Running a Tempo pipeline in MLServer¶

This example walks you through how to create and serialise a Tempo pipeline, which can then be served through MLServer. This pipeline can contain custom Python arbitrary code.

Creating the pipeline¶

The first step will be to create our Tempo pipeline.

import numpy as np
import os

from tempo import ModelFramework, Model, Pipeline, pipeline
from tempo.seldon import SeldonDockerRuntime
from tempo.kfserving import KFServingV2Protocol


MODELS_PATH = os.path.join(os.getcwd(), 'models')

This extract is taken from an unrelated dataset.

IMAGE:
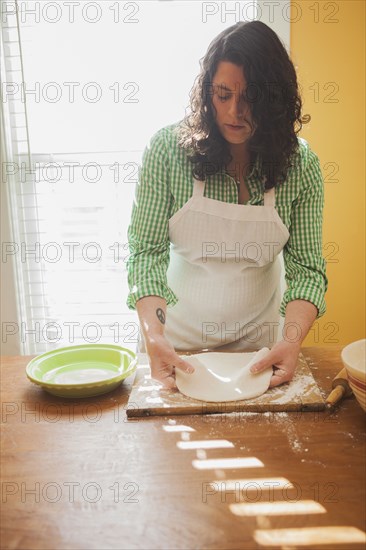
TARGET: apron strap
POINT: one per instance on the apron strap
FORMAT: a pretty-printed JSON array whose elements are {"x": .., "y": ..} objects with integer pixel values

docker_runtime = SeldonDockerRuntime()

sklearn_iris_path = os.path.join(MODELS_PATH, 'sklearn-iris')
sklearn_model = Model(
    name="test-iris-sklearn",
    runtime=docker_runtime,
    platform=ModelFramework.SKLearn,
    uri="gs://seldon-models/sklearn/iris",
    local_folder=sklearn_iris_path,
)

xgboost_iris_path = os.path.join(MODELS_PATH, 'xgboost-iris')
xgboost_model = Model(
    name="test-iris-xgboost",
    runtime=docker_runtime,
    platform=ModelFramework.XGBoost,
    uri="gs://seldon-models/xgboost/iris",
    local_folder=xgboost_iris_path,
)

inference_pipeline_path = os.path.join(MODELS_PATH, 'inference-pipeline')
@pipeline(
    name="inference-pipeline",
    models=[sklearn_model, xgboost_model],
    runtime=SeldonDockerRuntime(protocol=KFServingV2Protocol()),
    local_folder=inference_pipeline_path
)
def inference_pipeline(payload: np.ndarray) -> np.ndarray:
    res1 = sklearn_model(payload)
    if res1[0][0] > 0.7:
        return res1
    else:
        return xgboost_model(payload)

This pipeline can then be serialised using cloudpickle.

inference_pipeline.save(save_env=False)

Serving the pipeline¶

Once we have our pipeline created and serialised, we can then create a model-settings.json file. This configuration file will hold the configuration specific to our MLOps pipeline.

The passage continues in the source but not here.